Initially when I started writing this entry, I had just put the title in at the top of the screen, when the phone rang.  In order to try and keep track of what the hell I was thinking at the time, I then added the words, ‘it’s ‘orrid’ to the top of my screen, and scampered off to answer the phone.  By the time I got back to the keyboard, things had moved on and I no longer had time to write the entry, leaving only the title and these two words on my screen as a heart-felt reminder of what exactly it was I wanted to say.

Reality TV.

It’s ‘orrid.

And it’s not something I really watch, but sometimes you’re in the LX crew room before a show, and the TV is on, and this hypnotising – and it is utterly hypnotising – terrifying images appear, and you just can’t look away.  People desperate for fame and glory, for prestige and acclaim, lining up to be shot down, it has a sort of car crash fascination.

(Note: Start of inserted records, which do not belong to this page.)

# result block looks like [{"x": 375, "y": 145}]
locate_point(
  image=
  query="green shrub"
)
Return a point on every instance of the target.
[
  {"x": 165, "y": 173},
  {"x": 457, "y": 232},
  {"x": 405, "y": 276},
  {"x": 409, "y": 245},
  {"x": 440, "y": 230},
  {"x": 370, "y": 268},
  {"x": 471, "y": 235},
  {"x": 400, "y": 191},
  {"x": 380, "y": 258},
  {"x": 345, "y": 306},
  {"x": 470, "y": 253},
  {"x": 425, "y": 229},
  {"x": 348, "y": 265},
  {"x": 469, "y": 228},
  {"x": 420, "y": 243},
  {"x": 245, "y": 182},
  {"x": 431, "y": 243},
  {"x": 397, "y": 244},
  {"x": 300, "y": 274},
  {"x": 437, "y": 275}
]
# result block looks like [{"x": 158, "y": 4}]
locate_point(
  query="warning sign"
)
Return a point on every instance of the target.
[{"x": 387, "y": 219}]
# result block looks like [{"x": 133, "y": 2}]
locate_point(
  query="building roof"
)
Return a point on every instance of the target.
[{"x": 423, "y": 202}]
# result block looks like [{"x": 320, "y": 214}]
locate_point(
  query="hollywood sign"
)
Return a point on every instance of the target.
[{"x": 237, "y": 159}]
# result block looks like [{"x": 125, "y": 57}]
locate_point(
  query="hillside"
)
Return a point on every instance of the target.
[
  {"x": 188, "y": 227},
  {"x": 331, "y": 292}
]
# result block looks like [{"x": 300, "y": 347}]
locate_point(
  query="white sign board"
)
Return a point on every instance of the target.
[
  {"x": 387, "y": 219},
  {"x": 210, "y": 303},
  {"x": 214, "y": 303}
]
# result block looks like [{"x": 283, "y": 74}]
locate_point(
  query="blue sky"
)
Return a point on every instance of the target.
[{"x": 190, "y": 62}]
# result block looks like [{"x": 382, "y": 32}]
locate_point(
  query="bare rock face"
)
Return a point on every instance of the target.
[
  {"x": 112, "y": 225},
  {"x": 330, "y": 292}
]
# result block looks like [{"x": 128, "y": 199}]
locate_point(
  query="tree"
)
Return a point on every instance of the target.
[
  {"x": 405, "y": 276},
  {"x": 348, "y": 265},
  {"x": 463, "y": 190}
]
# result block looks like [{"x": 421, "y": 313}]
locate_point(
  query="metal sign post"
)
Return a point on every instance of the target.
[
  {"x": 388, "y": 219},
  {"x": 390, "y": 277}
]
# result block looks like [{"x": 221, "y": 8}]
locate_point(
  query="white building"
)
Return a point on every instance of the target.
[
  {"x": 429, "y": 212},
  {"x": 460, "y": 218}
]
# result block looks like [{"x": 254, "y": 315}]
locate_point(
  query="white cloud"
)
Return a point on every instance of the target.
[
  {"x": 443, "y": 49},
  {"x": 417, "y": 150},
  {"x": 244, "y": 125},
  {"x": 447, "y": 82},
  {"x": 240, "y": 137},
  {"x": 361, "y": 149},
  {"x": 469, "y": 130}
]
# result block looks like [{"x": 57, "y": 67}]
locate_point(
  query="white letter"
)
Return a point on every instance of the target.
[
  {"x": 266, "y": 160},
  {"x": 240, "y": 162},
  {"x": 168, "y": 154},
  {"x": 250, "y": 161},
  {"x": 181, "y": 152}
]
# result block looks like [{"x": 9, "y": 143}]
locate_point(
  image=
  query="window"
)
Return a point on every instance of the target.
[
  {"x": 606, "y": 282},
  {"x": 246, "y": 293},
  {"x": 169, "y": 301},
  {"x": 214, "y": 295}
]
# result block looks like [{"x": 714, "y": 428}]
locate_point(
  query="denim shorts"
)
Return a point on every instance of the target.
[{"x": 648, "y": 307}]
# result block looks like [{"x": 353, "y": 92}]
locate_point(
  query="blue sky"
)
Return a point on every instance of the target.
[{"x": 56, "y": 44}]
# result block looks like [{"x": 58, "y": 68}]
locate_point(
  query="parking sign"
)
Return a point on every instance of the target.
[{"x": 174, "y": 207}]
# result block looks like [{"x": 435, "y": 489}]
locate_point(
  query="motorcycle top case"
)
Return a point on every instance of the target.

“I feel so much better watching it,” explained one of the lampies in the crew room, “Because it makes me realise that my life isn’t this shit.”

Sure, your life isn’t shit, but this just isn’t shit, it’s actually rather sad.  We sit there and laugh as people who perhaps genuinely believe they can sing, or dance, or have some great, unique talent worthy of being seen by an audience of 100,000 to 10,000,000,000 gawping strangers, fail.  We sit and dismiss the appalling inadequecies of X-Factor wannabes, we scoff at people who think they’re the best on dance and music shows.  We despise, with sometimes quite frightening passions, the inmates of Big Brother who seem, for the most part, to be picked for their desperately over-blown self-confidence and character traits designed to clash with their fellows.  After all, the very point of reality TV isn’t to show us how life is… it’s to make a great bit of drama, out of real lives.   And sure, once in a while, someone will come along with a genuine talent, or a very pleasant personality, and everyone will love them, but that’s just not good TV.  A heart-swelling tale of success and brilliance is only heart-swelling if it’s achieved against adversity, and so even the people on our screen who we want to like, will be prodded, poked, pushed, examined and torn apart in often savage and occasionally repulsive ways, before being granted that most elusive of golden trophies – celebrity achieved for being themselves.  Because let’s face it, that’s something else which is implied in reality TV; that through the simple act of being who you are, you can convince the watching world, thousands of strangers, to like, admire and possibly even love you.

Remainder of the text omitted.